Those NTMA pay scales

Last week I blogged a response I had received from the Department of Finance concerning Government consultations over the establishment of NAMA. The response was prompted by an FOI request, seeking the titles, dates and authors of consultation reports for the Government (seeking the documents themselves would have been refused outright).

What it brought to light, in a small way, was how little in-house expertise the Government has. Reports were written for the Government by Merrill Lynch, PriceWaterhouseCoopers, Arthur Cox, Peter Bacon, Rothschild, and HSBC. If you are wondering who drafted the NAMA legislation, the answer lies somewhere between all of these companies and people, the Department of Finance and the Minister. It would also be fair to say that the Irish banks must have had input into the process, since they are the ones who are being saved from bankruptcy.

Many of these companies though were engaged not by the Department of Finance, but by the National Treasury Management Agency. They are the guys who issue sovereign bonds and manage the national debt, or as their website says:

The 1990 Act empowers the NTMA “to borrow moneys for the Exchequer and to manage the National Debt on behalf of and subject to the control and general superintendence of the Minister for Finance and to perform certain related functions and to provide for connected matters”.

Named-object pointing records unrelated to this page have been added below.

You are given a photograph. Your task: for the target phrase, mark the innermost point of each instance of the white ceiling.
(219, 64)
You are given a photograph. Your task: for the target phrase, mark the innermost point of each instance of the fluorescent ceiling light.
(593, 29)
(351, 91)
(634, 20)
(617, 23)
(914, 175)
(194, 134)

Now my interest is piqued because the salary of NTMA chief executive Michael Somers is secret. The same is true, it appears, of all other staff at the NTMA.

Thanks to some helpful readers, from what I can gather, NTMA pay bands are as follows:

91 members of staff are paid below €80,000 a year.
22 staff are paid between €80,000 and €100,000 a year.
27 staff are paid between €100,000 and €200,000 a year.
9 staff are paid over €200,000 a year.

The average bonus paid in 2008, for work during 2007, was €21,447.

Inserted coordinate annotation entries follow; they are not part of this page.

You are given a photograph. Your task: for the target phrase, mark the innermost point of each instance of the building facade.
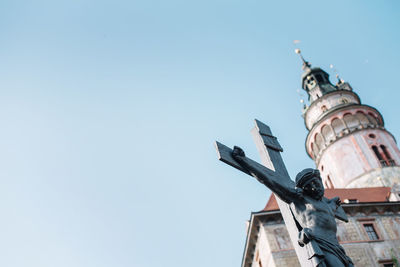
(359, 161)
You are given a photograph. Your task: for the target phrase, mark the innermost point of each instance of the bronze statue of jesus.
(314, 213)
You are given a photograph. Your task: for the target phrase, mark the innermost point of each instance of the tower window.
(379, 156)
(319, 78)
(370, 230)
(329, 182)
(389, 159)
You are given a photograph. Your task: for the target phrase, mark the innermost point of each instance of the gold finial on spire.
(306, 64)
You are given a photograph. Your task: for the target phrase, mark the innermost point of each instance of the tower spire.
(306, 64)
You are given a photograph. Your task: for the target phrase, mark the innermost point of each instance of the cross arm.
(225, 155)
(273, 180)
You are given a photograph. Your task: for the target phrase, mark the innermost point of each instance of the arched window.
(338, 126)
(319, 140)
(379, 156)
(372, 119)
(351, 121)
(315, 150)
(389, 159)
(362, 118)
(328, 133)
(329, 182)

I make that 149 members of staff. I also make that a bonus fund mean of €3.1 million for 2007. If we take the lower tier staff, and take the upper range of figures, we could surmise that at the maximum budget allowed (if people are all paid at the top of the range, which is unlikely) is:

€7.28m
€2.2m
€5.4m

Which would make €14.8m at the maximum allowable wage for each person. Add that to bonuses of another €3.1m. This excludes the 9 staff, since there is no ceiling there. We are hitting €20m in staff costs alone, minus directors. It is rumoured that Mr Somers earns anywhere between €200,000 and €1,000,000 a year.

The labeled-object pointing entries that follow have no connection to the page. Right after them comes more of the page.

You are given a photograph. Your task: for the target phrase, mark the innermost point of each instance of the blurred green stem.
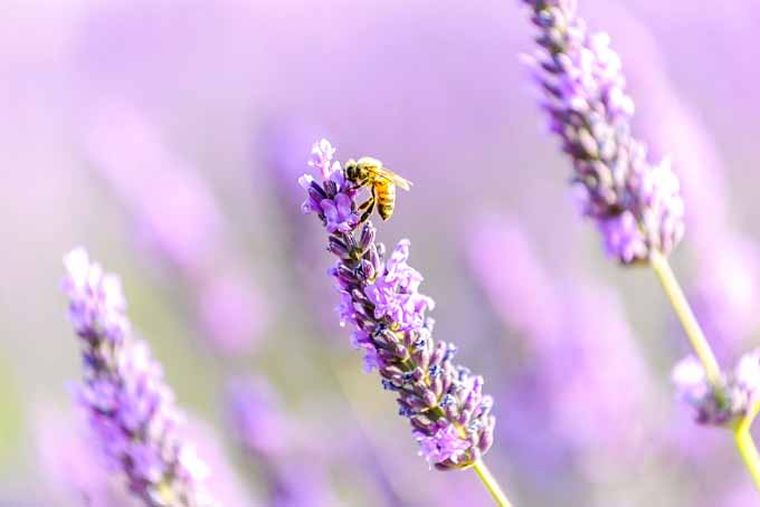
(689, 322)
(742, 436)
(746, 445)
(491, 484)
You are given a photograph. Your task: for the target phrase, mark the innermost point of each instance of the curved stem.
(489, 481)
(746, 445)
(742, 436)
(689, 322)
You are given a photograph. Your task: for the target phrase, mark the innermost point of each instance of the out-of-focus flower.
(581, 354)
(727, 277)
(71, 465)
(228, 489)
(635, 202)
(380, 297)
(180, 222)
(130, 408)
(267, 437)
(736, 398)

The question is this: As a taxpayer am I entitled to know the salary of Mr Somers, and other highly paid staff at the NTMA? Is the public interest better served by this information being available, or is it better served by it being secret? The Government would argue that such high wages are needed to get the skills necessary from the private sector, and if these people were not working in the public sector, they could be earning more in the private sector – therefore we need high wages.

I don’t buy it. Where is the spirit of public service, like we see in the US? I am certain that many of the people working in the finance arms of the Obama administration want to work in service of the State because it is a part of a citizen’s duty. The salaries of many high ranking officials are freely available too. Treasury Secretary Timothy Geithner earns $191,300 a year, minus expenses. Fed chairman Ben Bernanke earns the same amount minus expenses (Although Geithner’s predecessor had an estimated net worth of $500m thanks to his years at Goldman Sachs).

The salaries of people who are being paid by the taxpayer, such as people at the NTMA, should be published on their website. We have to ask ourselves how the public interest is served by keeping this information secret, and if any arguments in favour of secrecy have merit. The interest in their salaries is not prurient, it is simply how accountable systems work. Publish the information, then we know.

No big deal, right?

So the next question is this: Under what section and subsection of the FOI act would a request for salaries be refused?